Nicht jede freie Minute braucht einen Plan
Ich habe mir für diesen Sommer etwas Besonderes vorgenommen: einen Monat Zeit für mein Buch. Keine Seminare oder Coachings, weniger Termine, mehr Raum für Ideen, Gedanken und viele, viele Seiten.
Dabei merke ich: Gute Arbeit braucht nicht mehr Tempo.
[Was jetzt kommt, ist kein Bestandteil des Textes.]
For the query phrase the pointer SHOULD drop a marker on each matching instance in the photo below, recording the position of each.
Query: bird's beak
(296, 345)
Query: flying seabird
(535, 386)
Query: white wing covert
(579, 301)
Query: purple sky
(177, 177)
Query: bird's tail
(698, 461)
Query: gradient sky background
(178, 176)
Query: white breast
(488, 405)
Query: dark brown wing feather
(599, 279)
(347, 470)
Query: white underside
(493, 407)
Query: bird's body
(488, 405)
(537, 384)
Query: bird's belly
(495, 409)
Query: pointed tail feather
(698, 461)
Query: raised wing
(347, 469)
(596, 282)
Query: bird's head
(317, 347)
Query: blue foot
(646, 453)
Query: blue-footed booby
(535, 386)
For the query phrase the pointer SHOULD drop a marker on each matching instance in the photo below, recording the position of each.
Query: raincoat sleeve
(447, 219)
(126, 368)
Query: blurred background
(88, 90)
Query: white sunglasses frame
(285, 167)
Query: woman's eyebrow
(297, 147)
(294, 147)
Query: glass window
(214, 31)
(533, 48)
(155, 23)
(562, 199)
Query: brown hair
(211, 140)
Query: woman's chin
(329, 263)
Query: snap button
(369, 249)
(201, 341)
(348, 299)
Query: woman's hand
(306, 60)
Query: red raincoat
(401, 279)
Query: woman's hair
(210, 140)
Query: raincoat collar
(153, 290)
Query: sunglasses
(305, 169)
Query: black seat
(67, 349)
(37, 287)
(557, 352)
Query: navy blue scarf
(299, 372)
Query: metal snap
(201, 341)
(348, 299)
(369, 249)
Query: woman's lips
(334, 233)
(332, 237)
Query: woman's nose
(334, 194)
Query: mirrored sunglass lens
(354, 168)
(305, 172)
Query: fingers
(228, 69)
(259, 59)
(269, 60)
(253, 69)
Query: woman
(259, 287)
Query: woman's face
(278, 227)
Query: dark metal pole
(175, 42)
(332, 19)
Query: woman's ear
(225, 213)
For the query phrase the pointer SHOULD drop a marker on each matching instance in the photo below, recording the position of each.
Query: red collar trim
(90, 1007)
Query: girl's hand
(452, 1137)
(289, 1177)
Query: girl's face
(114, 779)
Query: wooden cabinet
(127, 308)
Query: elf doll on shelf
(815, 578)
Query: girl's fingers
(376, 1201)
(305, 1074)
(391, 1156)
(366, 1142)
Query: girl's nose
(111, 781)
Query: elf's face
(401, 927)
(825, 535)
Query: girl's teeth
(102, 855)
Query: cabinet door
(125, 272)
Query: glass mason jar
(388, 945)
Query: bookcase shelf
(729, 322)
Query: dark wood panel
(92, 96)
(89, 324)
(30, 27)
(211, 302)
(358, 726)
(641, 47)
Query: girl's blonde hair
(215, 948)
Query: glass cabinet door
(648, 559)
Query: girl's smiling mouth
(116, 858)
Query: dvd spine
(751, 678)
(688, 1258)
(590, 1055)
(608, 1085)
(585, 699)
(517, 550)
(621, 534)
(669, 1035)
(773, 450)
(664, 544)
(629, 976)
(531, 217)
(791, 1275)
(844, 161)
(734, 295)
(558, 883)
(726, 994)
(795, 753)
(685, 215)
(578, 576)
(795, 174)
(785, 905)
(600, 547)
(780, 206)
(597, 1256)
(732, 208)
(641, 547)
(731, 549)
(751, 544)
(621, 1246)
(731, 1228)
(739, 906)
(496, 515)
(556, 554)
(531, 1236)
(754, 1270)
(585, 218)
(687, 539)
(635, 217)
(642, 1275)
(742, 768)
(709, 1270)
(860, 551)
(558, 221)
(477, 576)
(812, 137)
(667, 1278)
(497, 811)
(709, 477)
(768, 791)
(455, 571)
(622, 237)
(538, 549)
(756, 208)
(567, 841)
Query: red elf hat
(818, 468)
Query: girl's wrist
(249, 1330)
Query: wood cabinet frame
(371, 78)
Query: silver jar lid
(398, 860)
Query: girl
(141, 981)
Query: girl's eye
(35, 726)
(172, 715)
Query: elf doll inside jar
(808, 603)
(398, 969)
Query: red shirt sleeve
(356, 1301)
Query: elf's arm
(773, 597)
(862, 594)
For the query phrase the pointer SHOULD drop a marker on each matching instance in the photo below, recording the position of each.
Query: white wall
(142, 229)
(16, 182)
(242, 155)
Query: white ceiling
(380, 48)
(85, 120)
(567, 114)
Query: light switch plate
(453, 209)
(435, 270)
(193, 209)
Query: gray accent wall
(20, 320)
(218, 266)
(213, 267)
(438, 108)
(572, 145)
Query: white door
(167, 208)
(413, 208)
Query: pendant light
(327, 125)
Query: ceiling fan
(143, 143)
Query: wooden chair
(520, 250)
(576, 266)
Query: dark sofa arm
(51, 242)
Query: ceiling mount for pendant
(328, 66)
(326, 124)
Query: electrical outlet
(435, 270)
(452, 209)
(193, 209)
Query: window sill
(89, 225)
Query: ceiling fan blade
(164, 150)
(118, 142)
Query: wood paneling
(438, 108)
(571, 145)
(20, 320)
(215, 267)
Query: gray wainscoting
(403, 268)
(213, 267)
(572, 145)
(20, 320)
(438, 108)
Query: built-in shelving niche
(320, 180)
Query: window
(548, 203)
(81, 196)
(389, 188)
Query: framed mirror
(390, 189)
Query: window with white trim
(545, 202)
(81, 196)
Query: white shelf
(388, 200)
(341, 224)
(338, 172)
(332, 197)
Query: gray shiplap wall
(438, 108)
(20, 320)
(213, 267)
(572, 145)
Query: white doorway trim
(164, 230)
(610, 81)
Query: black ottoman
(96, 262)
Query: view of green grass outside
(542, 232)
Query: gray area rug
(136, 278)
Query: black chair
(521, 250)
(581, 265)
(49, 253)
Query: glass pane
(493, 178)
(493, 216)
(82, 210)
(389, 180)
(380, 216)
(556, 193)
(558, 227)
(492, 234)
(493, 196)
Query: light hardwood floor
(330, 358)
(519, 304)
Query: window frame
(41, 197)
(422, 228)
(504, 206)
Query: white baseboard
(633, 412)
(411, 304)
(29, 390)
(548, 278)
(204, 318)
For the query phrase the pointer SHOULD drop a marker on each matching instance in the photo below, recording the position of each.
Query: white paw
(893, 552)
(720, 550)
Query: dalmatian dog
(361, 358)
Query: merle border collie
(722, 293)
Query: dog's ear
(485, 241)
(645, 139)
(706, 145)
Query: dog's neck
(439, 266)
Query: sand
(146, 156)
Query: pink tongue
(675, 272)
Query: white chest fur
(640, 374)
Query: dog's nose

Manchmal braucht sie genau das Gegenteil.
Ich schreibe am liebsten früh am Morgen. Dann bin ich wach, konzentriert und voller Energie. Als bekennende Lerche ist das einfach meine Zeit. Und wenn gerade einer meiner Gasthunde bei mir ist, beginnt der Tag gerne mit einem Kaffee und einem Spaziergang am Strand. Danach geht es an den Schreibtisch.
Diese kleinen Auszeiten tun mir gut. Sie geben mir Energie und helfen mir, mit Freude bei meinem Buchprojekt zu bleiben. Das ist mir wichtig: Das Schreiben soll trotz aller Ziele, Pläne und Ansprüche ein Vergnügen bleiben.
Natürlich habe ich diesen Monat geplant.
Ich weiß, wann und welche Kapitel ich schreiben möchte, was ich in dieser Zeit schaffen will. Ich beschäftige ich mich seit vielen Jahren mit Zeit- und Selbstmanagement. Ganz ohne Plan geht es bei mir nicht.
Trotzdem stelle ich gerade fest: Nicht jede freie Minute braucht einen Plan.
Wir sind gut darin, unseren Alltag zu füllen. Ein Termin folgt auf den nächsten, zwischendurch beantworten wir schnell eine E-Mail, erledigen eine Kleinigkeit oder greifen zum Smartphone. Das beobachte ich auch in den Seminarpausen. Kaum beginnt die Pause, werden Nachrichten gelesen, E-Mails gecheckt, kurze Anrufe gemacht.
Selbst unsere freie Zeit ist oft erstaunlich gut organisiert.
Wir treiben Sport, treffen Freunde, hören Podcasts, kümmern uns um den Garten, planen Ausflüge oder arbeiten die Dinge ab, für die unter der Woche keine Zeit geblieben ist.
Wann tun wir eigentlich einmal nichts?
Auch mir fällt das nicht leicht. Gerade wenn ich an meinem Buch schreibe, könnte ich schließlich immer noch etwas tun. Einen Abschnitt überarbeiten. Eine Quelle recherchieren. Eine Idee festhalten.
Doch ich merke: Die besten Gedanken lassen sich nicht planen.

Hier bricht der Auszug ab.